The box clicked and whirred, its symbols now returned to their usual clear blue. Demon and Hephaestus waited. And waited. And waited. Finally the box made a clunking sound, and out of it rose a large empty golden bucket and a pot. The pot contained one very large apple seed and some golden-orange earth, which smelled slightly of cinnamon.
“One Hydra cure-all,” it said in its usual smug way. And then it shut down, refusing to say another word.
“What on
Olympus do I do with those?” Demon asked Hephaestus. He couldn’t for the life of him see how one apple seed, an empty bucket, and some soil were going to cure a seemingly lifeless beast with no heads.
Hephaestus began to smile. Then he began to laugh.
“Oh, ho ho ho! Very clever. I see exactly what the solution is. That’s one very clever box, though I say it myself.”
“Well, I DON’T,” said Demon, feeling angry all over again. He hated it when people (or, indeed, gods) laughed at him. It made him feel all stupid and young, like he was a baby or something. Hephaestus just grinned.
“Oh no—I’m not making it easy for you,” said Hephaestus. “That would make Hera very upset with me indeed. That box has provided you with everything you need right there, so work it out, boy, work it out. I’ll give you just two clues: Ask yourself what you cart out of the Stables every day, and remember what you know about Hera. Good luck, and hurry up about it—my mother isn’t exactly renowned for her patience!”
With that, Hephaestus limped off toward his mountain.
Demon stamped his foot. Then he looked at the Hydra, lying there all limp and pathetic and wheezy. The most important thing right now was to get it better and to get Hera off his back. He could be properly furious with Hephaestus after that, if he still felt like it. But what about the clues Hephaestus had given him? What was it that he carted out of the Stables every day? He paced around and around the Hydra, racking his mushy brain for ideas. Then he smacked himself on the head.

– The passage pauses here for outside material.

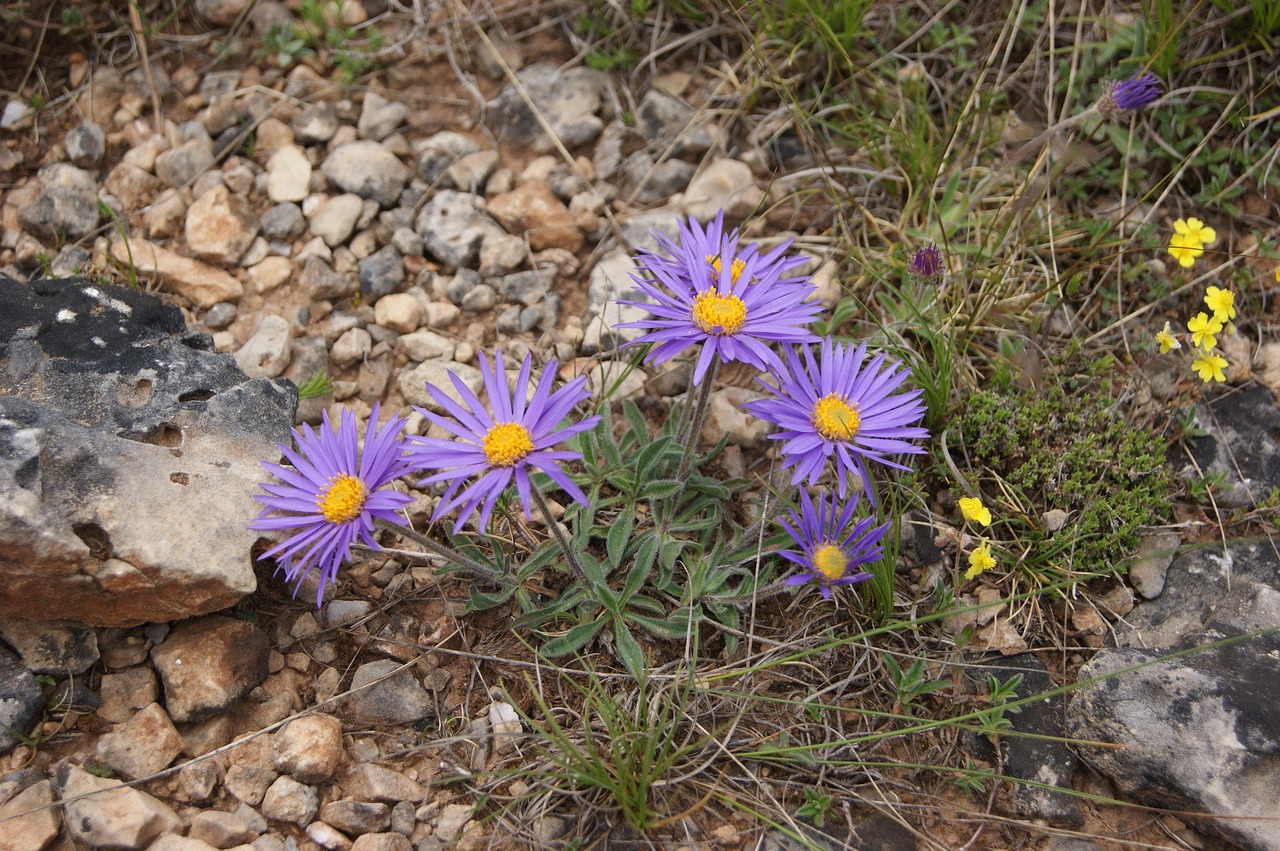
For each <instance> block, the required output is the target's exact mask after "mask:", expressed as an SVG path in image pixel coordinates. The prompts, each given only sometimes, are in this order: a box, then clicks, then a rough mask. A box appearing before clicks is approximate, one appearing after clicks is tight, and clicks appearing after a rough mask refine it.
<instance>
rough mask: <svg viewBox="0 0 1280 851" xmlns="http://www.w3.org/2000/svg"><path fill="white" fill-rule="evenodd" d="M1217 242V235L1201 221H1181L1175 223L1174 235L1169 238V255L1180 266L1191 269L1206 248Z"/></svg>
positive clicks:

“Of course,” he said out loud. “Beast poo. That’s what I cart out of the Stables every day. But what on earth do I do with it? And how does it fit in with the apple seed and the soil and the bucket?” He continued pacing, trying to remember every fact he knew about Hera, but nothing seemed relevant. Then the griffin poked its beak around the door.
“Everything all right, Pan’s scrawny kid?” Demon heard the griffin ask. “Everyone’s getting a bit smelly and hungry, so I let myself out. You haven’t been on the evening rounds and we miss your happy little face, not to mention your shoveling skills.”